Politico reports that Trump's "optimistic, even nonchalant attitude" toward impeachment perished last week in a hail of horrendous publicity. The White House "tested and retested strategies on the fly" — much as it once did with critical legislation, when such trivialities mattered somewhat — as it "began to
recognize the perilous road ahead."
What, Trump worry? I don't quite follow, since Bloomberg Opinion's Ramesh Ponnuru has already pondered "Trump’s Defenders" and their "Lame Excuses," as foreshadowed in Ponnuru's subtitle: "No quid pro quo! It’s just politics! Democrats did it too!"
There is also, in Ponnuru's telling, …
It’s fine for the president to ask for Ukrainian help in uprooting corruption.
The news media has edited the memorandum of the phone call to make Trump look worse. [Some have, though an "accurate recounting of the memorandum … is strong enough"].
It was just a phone call.
The “whistleblower complaint” contains a lot of hearsay.
Russiagate was a hoax, and the same people who spread it are yelling about this.
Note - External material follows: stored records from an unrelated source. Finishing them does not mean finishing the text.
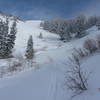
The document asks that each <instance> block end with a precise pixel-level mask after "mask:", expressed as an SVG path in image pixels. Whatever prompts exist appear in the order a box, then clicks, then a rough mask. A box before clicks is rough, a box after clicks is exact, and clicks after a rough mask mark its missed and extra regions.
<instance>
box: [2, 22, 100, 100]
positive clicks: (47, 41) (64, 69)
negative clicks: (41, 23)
mask: <svg viewBox="0 0 100 100" xmlns="http://www.w3.org/2000/svg"><path fill="white" fill-rule="evenodd" d="M40 23H41V21H26V22H22V21H18V23H17V29H18V33H17V38H16V41H15V48H14V50H13V51H14V52H13V54H14V56H15V57H16V58H17V56H18V55H20V56H21V55H22V56H24V52H25V50H26V45H27V40H28V38H29V36H30V35H32V36H33V41H34V49H35V59H34V68H30V69H26V70H24V71H23V72H20V73H19V72H18V73H17V72H16V73H15V74H13V75H12V76H5V77H4V78H1V79H0V98H1V100H71V99H73V100H99V98H100V90H99V88H100V86H99V84H100V79H99V77H98V76H99V75H100V73H99V70H100V68H99V65H100V61H99V59H100V53H99V52H98V53H96V54H94V55H92V56H89V57H88V58H87V59H86V60H84V61H83V63H82V67H84V68H86V70H88V71H89V72H92V73H91V75H90V79H89V83H88V84H89V88H88V90H87V91H86V92H84V93H83V94H80V95H78V96H76V97H74V98H71V96H72V93H71V91H69V90H67V88H66V86H65V85H64V83H65V73H66V71H67V70H68V69H69V67H70V66H68V64H67V62H68V59H69V57H70V56H71V55H72V52H73V49H74V48H80V47H83V43H84V41H85V40H86V39H89V38H93V39H95V38H96V37H97V35H98V34H100V31H98V29H97V28H96V27H95V26H94V27H92V28H91V29H89V30H87V31H88V33H89V34H88V35H87V36H85V37H83V38H81V39H76V40H72V41H70V42H67V43H64V42H62V41H60V40H59V36H57V35H55V34H53V33H50V32H47V31H45V30H43V29H42V28H41V27H40ZM40 33H42V35H43V38H42V39H40V38H38V36H39V34H40ZM6 62H7V61H6V60H1V61H0V63H1V67H2V65H5V63H6Z"/></svg>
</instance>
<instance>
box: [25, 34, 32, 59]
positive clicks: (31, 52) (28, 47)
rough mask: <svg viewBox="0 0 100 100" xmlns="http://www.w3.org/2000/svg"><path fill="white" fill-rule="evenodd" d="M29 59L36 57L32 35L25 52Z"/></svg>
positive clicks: (29, 40) (29, 38) (27, 57)
mask: <svg viewBox="0 0 100 100" xmlns="http://www.w3.org/2000/svg"><path fill="white" fill-rule="evenodd" d="M25 56H26V58H27V59H32V58H33V57H34V49H33V38H32V35H31V36H30V37H29V40H28V43H27V49H26V54H25Z"/></svg>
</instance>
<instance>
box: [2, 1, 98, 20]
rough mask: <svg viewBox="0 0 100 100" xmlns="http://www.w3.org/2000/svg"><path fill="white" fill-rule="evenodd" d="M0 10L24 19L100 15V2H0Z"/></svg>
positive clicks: (39, 18) (2, 1)
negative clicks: (88, 15)
mask: <svg viewBox="0 0 100 100" xmlns="http://www.w3.org/2000/svg"><path fill="white" fill-rule="evenodd" d="M0 10H1V11H3V12H7V13H12V14H14V15H17V16H20V17H21V18H24V19H38V20H39V19H51V18H59V17H65V18H69V17H74V16H77V15H79V14H82V13H85V14H88V15H99V14H100V0H0Z"/></svg>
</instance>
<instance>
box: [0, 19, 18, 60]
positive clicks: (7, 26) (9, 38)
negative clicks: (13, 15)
mask: <svg viewBox="0 0 100 100" xmlns="http://www.w3.org/2000/svg"><path fill="white" fill-rule="evenodd" d="M16 33H17V28H16V20H14V22H13V24H12V26H11V27H9V19H8V18H6V21H3V20H2V19H0V59H2V58H3V59H4V58H9V57H11V56H12V49H13V47H14V44H15V39H16Z"/></svg>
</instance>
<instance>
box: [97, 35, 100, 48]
mask: <svg viewBox="0 0 100 100" xmlns="http://www.w3.org/2000/svg"><path fill="white" fill-rule="evenodd" d="M97 45H98V49H100V35H98V36H97Z"/></svg>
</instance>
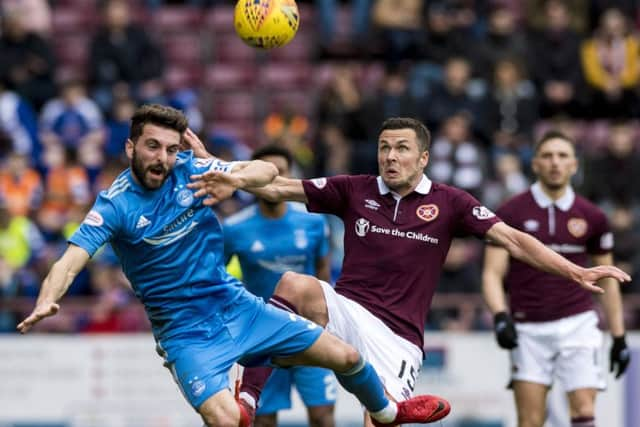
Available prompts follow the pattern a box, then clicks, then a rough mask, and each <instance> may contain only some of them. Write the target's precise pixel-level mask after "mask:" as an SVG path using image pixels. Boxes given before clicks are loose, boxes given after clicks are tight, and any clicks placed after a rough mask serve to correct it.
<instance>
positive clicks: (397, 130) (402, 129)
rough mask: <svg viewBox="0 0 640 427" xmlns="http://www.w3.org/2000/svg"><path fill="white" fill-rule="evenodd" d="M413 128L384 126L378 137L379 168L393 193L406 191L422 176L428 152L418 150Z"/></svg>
mask: <svg viewBox="0 0 640 427" xmlns="http://www.w3.org/2000/svg"><path fill="white" fill-rule="evenodd" d="M419 147H420V146H419V144H418V138H417V136H416V133H415V131H414V130H413V129H386V130H384V131H382V133H381V134H380V137H379V138H378V168H379V171H380V176H381V177H382V180H383V181H384V182H385V184H387V186H388V187H389V188H390V189H392V190H393V191H395V192H396V193H398V194H400V195H402V196H404V195H406V194H409V193H410V192H411V191H413V189H414V188H415V187H416V186H417V185H418V183H419V182H420V180H421V179H422V174H423V171H424V168H425V167H426V166H427V163H428V162H429V152H428V151H421V150H420V148H419Z"/></svg>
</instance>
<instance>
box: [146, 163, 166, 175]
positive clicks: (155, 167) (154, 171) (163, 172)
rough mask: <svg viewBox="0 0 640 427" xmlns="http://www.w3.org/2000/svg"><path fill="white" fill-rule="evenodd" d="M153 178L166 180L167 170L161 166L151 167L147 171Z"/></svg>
mask: <svg viewBox="0 0 640 427" xmlns="http://www.w3.org/2000/svg"><path fill="white" fill-rule="evenodd" d="M147 172H148V173H149V175H151V177H152V178H164V175H165V170H164V167H162V166H161V165H157V166H151V167H149V168H148V169H147Z"/></svg>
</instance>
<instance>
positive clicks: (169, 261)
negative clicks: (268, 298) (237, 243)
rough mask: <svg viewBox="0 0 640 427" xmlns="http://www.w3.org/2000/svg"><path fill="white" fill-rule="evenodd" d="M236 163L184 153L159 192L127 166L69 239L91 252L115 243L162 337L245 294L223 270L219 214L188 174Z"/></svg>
mask: <svg viewBox="0 0 640 427" xmlns="http://www.w3.org/2000/svg"><path fill="white" fill-rule="evenodd" d="M232 165H233V164H232V163H226V162H222V161H220V160H217V159H216V160H213V159H196V158H194V157H193V153H192V152H191V151H186V152H183V153H179V154H178V158H177V161H176V164H175V167H174V169H173V171H172V172H171V173H170V174H169V176H168V177H167V179H166V181H165V182H164V184H163V185H162V187H160V188H158V189H156V190H147V189H145V188H144V187H142V186H140V185H139V184H137V183H136V182H135V181H134V179H133V177H132V175H131V171H130V169H127V170H125V171H124V172H122V173H121V174H120V175H119V176H118V178H117V179H116V180H115V181H114V182H113V184H112V185H111V187H110V188H109V189H108V190H105V191H102V192H101V193H100V194H99V196H98V198H97V200H96V202H95V204H94V206H93V208H92V209H91V211H90V212H89V213H88V214H87V216H86V218H85V220H84V222H83V223H82V225H81V226H80V228H79V229H78V231H76V233H75V234H74V235H73V236H72V237H71V238H70V239H69V242H70V243H73V244H74V245H77V246H80V247H81V248H83V249H85V250H86V251H87V252H88V253H89V255H91V256H93V254H94V253H95V252H96V251H97V250H98V248H100V247H101V246H102V245H103V244H105V243H107V242H110V243H111V245H112V247H113V249H114V251H115V253H116V255H117V256H118V258H119V260H120V262H121V264H122V269H123V271H124V273H125V274H126V276H127V278H128V279H129V281H130V282H131V284H132V286H133V290H134V292H135V294H136V296H137V297H138V298H139V299H140V301H142V303H143V304H144V306H145V309H146V311H147V315H148V316H149V320H150V321H151V326H152V329H153V332H154V335H155V336H156V339H158V340H161V339H168V338H171V337H173V336H176V335H178V334H181V333H184V332H187V331H189V330H190V329H191V327H192V326H194V325H195V324H196V323H198V322H199V321H202V319H206V318H209V317H211V316H214V315H216V313H217V312H219V311H220V310H221V309H222V308H223V307H225V306H227V305H229V304H230V303H232V302H233V301H234V300H235V299H236V298H238V297H239V296H240V295H241V294H242V293H243V292H245V291H244V290H243V287H242V284H241V283H240V282H239V281H238V280H236V279H235V278H233V277H232V276H230V275H229V274H228V273H227V272H226V269H225V264H224V259H223V238H222V229H221V226H220V223H219V222H218V219H217V218H216V216H215V214H214V213H213V211H212V210H211V208H210V207H207V206H204V205H203V204H202V199H199V198H195V197H194V196H193V191H192V190H190V189H188V188H186V185H187V183H189V176H190V175H192V174H195V173H203V172H205V171H207V170H220V171H223V172H228V171H230V170H231V168H232V167H233V166H232Z"/></svg>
The multiplicity of grounds Trump’s enemies have cited to call for impeachment shows they are just after him for partisan reasons.
Trump’s enemies are trying to annul an election; they can’t accept his legitimacy.
In my Guide to Trumpian Humbug, the most enchanting of these "lame excuses" is the penultimate one, that of partisan vindictiveness. There is, no doubt, a lot of that. Trump has debased the presidency and defiled traditional political rhetoric, so there's much to be spiteful about.
But so what? What does vindictiveness have to do with the truth and consequences of Trump's manifestly extortionist phone call to Ukraine's quivering president?
You needn't memorize the above list. We'll all know them by heart by about the ides of October.